Without a system of distribution economy simply could not exist. A major part of this distribution system is credit. Economy flourishes on credit or extended methods of payment. Such a system literally affects every link in the distribution chain from the supplier of raw materials to the ultimate consumer. Without this vital financing function being performed, the economy would doubtless be forced to a lower order of production. Credit system is a complex construction. It combines private and state finance, accumulated by banks, investment funds or insurance companies. Unfortunately, this system is not very stable and sensitive to political and social events. Economic crises are usually initiated by crashes of banks or stock exchanges, what makes credit system a matter of governmental concern.
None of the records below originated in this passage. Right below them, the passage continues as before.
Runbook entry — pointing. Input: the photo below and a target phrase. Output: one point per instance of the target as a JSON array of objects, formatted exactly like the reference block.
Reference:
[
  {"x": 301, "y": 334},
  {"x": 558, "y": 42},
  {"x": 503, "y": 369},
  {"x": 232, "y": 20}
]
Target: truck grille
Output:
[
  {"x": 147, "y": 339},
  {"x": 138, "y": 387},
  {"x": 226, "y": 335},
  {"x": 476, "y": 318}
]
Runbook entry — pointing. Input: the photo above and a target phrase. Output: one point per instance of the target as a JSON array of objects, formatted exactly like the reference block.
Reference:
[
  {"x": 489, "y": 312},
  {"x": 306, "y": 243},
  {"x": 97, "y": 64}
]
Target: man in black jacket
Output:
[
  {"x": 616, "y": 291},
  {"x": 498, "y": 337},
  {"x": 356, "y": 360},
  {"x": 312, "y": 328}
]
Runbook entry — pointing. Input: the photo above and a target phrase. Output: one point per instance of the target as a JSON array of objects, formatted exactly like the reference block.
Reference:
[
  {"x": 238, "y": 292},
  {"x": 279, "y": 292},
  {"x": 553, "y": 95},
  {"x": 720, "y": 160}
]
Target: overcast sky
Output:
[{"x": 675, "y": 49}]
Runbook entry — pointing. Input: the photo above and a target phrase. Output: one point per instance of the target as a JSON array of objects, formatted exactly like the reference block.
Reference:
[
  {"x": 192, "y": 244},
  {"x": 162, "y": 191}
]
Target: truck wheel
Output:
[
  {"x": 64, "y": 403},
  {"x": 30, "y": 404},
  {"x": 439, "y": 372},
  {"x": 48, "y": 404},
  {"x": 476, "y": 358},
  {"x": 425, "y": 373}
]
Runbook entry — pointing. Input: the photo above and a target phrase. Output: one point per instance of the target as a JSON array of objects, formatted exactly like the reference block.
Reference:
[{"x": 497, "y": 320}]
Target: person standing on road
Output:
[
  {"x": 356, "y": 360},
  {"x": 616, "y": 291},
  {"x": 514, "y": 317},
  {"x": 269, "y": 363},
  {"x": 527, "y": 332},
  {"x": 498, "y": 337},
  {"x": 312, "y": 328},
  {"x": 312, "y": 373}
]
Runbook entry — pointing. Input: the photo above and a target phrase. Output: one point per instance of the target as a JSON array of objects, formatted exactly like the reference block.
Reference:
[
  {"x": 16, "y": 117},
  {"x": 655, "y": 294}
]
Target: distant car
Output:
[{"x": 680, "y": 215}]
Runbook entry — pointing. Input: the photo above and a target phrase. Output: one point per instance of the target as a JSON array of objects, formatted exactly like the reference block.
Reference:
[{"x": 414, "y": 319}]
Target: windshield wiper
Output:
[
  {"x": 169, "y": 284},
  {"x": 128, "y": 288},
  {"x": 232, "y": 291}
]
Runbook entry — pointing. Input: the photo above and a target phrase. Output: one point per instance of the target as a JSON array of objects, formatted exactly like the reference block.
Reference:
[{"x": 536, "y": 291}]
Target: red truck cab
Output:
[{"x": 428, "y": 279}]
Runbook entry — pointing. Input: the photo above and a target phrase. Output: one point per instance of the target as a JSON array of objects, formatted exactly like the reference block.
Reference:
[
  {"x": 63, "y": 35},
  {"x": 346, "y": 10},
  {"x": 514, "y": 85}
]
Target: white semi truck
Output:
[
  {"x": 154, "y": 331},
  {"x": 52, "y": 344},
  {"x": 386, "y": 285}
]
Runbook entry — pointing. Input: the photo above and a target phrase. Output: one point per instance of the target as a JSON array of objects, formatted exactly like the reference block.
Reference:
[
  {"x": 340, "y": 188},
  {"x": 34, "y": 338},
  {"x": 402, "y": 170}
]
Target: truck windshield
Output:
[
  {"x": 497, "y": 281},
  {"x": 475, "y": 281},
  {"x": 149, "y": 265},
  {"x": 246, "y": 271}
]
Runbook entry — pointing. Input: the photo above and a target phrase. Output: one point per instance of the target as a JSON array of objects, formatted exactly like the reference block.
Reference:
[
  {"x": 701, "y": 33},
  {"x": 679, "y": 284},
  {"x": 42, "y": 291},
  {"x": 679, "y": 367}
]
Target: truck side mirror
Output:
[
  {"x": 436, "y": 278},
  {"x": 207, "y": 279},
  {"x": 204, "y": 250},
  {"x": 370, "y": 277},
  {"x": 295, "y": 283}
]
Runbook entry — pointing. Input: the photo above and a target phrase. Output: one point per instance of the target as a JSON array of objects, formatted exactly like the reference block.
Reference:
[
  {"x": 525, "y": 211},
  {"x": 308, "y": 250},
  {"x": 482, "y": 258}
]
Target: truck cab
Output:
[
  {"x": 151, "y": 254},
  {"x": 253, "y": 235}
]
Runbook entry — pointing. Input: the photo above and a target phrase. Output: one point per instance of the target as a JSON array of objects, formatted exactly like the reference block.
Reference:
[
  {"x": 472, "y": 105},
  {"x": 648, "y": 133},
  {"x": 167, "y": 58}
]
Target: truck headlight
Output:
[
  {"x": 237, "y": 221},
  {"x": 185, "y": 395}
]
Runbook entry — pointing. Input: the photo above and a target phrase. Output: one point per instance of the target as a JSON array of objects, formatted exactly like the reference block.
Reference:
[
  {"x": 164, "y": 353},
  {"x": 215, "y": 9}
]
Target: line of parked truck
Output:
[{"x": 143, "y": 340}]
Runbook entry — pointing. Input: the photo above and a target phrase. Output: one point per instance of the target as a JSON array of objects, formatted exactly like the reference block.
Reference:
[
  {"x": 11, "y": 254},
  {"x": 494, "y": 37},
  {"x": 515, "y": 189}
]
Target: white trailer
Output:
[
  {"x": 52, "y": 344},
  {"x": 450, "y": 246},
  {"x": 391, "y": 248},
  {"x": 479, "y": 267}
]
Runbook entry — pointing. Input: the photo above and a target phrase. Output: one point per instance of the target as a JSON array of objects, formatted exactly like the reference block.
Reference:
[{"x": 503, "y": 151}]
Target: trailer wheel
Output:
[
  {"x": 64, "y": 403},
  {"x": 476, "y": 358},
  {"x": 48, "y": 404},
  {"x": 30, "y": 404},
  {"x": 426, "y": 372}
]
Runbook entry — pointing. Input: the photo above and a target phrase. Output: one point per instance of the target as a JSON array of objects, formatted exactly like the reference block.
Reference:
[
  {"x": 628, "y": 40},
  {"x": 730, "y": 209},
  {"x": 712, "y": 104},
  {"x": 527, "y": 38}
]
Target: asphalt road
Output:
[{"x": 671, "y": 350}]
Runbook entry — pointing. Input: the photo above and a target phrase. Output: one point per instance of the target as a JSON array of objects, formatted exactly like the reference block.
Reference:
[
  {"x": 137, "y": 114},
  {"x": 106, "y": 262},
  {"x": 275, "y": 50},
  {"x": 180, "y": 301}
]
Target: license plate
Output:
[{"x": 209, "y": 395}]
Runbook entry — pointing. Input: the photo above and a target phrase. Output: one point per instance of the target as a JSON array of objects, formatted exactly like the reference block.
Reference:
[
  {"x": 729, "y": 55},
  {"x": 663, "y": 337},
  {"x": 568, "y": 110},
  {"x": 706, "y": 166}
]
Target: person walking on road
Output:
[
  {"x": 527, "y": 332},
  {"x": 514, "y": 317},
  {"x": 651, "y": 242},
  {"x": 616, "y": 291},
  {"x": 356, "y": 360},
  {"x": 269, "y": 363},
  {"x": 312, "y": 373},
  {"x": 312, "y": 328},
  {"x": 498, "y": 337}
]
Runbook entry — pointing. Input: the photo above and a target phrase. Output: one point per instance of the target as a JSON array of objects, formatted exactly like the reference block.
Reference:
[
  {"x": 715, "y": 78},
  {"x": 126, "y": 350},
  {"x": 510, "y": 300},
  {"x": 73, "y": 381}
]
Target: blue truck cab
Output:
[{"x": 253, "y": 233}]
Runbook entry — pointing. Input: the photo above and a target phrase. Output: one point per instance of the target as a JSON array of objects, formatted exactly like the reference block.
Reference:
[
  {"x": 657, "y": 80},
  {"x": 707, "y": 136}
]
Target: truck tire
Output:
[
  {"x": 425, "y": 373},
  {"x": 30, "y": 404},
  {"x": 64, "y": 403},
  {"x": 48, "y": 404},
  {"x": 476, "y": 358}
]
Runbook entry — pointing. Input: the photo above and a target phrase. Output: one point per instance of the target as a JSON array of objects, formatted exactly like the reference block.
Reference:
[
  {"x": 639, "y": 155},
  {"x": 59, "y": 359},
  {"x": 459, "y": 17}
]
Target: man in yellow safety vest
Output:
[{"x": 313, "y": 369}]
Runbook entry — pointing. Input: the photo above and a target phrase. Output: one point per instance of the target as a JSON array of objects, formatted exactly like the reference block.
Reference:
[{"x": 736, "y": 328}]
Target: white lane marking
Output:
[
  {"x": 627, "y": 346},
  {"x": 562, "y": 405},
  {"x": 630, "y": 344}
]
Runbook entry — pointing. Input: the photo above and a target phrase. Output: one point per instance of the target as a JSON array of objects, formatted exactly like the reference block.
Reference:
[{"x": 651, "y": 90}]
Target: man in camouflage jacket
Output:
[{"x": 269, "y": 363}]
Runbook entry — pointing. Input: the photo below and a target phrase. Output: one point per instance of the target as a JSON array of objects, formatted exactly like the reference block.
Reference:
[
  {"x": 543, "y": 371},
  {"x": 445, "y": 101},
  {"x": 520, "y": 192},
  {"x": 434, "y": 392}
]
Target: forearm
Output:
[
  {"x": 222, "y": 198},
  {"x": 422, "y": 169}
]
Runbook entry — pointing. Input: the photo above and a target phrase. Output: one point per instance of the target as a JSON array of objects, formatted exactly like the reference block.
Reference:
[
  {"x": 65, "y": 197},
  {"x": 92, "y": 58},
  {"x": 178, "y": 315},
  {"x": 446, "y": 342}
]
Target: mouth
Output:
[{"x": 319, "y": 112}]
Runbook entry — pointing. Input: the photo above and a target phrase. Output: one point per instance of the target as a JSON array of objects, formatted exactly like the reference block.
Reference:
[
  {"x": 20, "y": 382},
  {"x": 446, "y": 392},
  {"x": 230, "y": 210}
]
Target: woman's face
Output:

Economic goals for a nation include price stability, full employment, economic growth, equitable distribution of income, economic liberty, economic efficiency and many others. Each country has developed its set of prior objectives and carries out a specific economic policy. Besides, some of the goals are contradictive, and a society should be ready to sacrifice. Price stability contributes to the efficient allocation of credit resources and facilitates long-term planning. Full employment means that jobs are available for those seeking work, and these jobs correspond to the employees’ qualification. Higher standards of living require increased output per person (economic growth per capita). An equitable distribution of income means that the fruits of the economy are divided in a way that seems fair to the majority of the people. Unfortunately, we can observe numerous results of badly-prepared economic decisions, emanating from political ambitions and lack of knowledge. While creating a long-term policy, a government should analyze the experience of other countries and the business environment in their own state. Only carefulness and intelligence can lead a nation to well-being and prosperity.